Hilt Hollow Road is just off Route 26 between Bakerstown and Poland Corner roads.

The issue originated because the Hilts live on what some on the board call a “paper street” near the Heart of Poland trail. The land is part of a failed subdivision that was never finished and the Hilts shouldn’t have been given an occupancy permit in the first place.

“This is the town’s fault,” Selectman James Walker said.

Town Manager Matthew Garside on Wednesday said the road is drivable but because it doesn’t meet the land use code standards for a private road, it hasn’t yet been accepted as a private road.

The road is owned by the town.

The town wants to come to a more permanent agreement between the Hilts and the other family on the road, the Lalibertes. But for the time being, Garside said, the matter is in a place where no immediate action is required.

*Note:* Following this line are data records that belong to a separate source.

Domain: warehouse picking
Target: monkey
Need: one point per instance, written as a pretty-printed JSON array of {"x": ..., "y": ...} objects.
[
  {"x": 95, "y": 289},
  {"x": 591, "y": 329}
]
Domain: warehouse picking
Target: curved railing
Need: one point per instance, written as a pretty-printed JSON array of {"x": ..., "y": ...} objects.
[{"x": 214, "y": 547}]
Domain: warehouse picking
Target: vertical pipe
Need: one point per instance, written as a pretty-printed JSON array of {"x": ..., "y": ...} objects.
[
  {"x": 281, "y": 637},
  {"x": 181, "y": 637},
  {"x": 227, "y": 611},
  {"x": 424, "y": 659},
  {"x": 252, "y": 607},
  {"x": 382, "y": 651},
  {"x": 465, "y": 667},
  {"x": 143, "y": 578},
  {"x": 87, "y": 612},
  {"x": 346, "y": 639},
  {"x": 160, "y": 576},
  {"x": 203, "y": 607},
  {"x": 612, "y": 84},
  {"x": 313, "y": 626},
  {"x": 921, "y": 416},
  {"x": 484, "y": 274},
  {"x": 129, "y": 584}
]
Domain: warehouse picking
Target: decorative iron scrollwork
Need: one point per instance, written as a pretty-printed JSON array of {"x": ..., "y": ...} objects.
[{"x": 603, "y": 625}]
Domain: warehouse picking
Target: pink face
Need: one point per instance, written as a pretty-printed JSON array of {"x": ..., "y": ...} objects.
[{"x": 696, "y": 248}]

To try and remedy the situation, the town decided to put a parking lot at the end of the road, near the Heart of Poland trail.

Poland doesn’t legally have to plow the road, but the board said the town will if there’s a public lot at the end of it.

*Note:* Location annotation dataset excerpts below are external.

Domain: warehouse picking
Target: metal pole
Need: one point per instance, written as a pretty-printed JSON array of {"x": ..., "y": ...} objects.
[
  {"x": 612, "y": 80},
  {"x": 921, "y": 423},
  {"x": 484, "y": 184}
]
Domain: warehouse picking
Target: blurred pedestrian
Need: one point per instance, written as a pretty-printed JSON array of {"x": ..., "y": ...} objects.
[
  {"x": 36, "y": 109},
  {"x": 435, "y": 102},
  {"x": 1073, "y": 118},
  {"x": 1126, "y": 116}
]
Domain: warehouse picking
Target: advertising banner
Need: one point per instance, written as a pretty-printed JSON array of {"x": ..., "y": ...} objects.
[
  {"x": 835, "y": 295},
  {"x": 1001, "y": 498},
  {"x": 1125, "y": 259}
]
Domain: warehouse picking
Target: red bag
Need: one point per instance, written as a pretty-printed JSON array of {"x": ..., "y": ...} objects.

Larry and Ricki Hilt were upset about the amount of time it has taken. After Ricki spoke to the board at the meeting Tuesday night, Larry yelled at the board.

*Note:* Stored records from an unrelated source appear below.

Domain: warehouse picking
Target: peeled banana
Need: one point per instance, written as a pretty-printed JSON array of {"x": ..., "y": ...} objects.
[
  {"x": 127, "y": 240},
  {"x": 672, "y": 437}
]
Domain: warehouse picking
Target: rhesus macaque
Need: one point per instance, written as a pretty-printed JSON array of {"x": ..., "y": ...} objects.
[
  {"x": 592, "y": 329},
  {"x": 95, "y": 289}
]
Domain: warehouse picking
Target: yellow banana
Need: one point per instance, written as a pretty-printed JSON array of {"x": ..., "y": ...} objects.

“You’re a bunch of bastards,” he said. “You’ll never be done with me.”

Immediately after the verbal lashing, Gallagher stood up, announced his resignation, and left.

Gallagher was the board’s chairman when this issue initially came up in December of 2016.

Garside said Wednesday that Gallagher was entitled to reconsider the resignation, which was never made official.

Those who were at the meeting said a lot of the drama was based on misunderstandings about the way the Hilt Hollow Road matter was handled.

“The agreement has to be worded a certain way for legal reasons and (the Hilts) think they’re not getting what they want, but they are,” Selectwoman Janice Kimball said.

They wanted road frontage and to have their street plowed by the city, both of which they will get when the agreement is signed. The road frontage is needed for their property to be fully legal.

In addition to the plowing, they will also be granted the 100 feet of road frontage needed to legally reside on their property.

The Lalibertes, who own the plot of land next door, also got the road frontage needed to live on the land. They previously had none.

A final version of the agreement needs to be made and signed by the town and at least one of the families. The board hopes to get that done at the next meeting on Oct 4.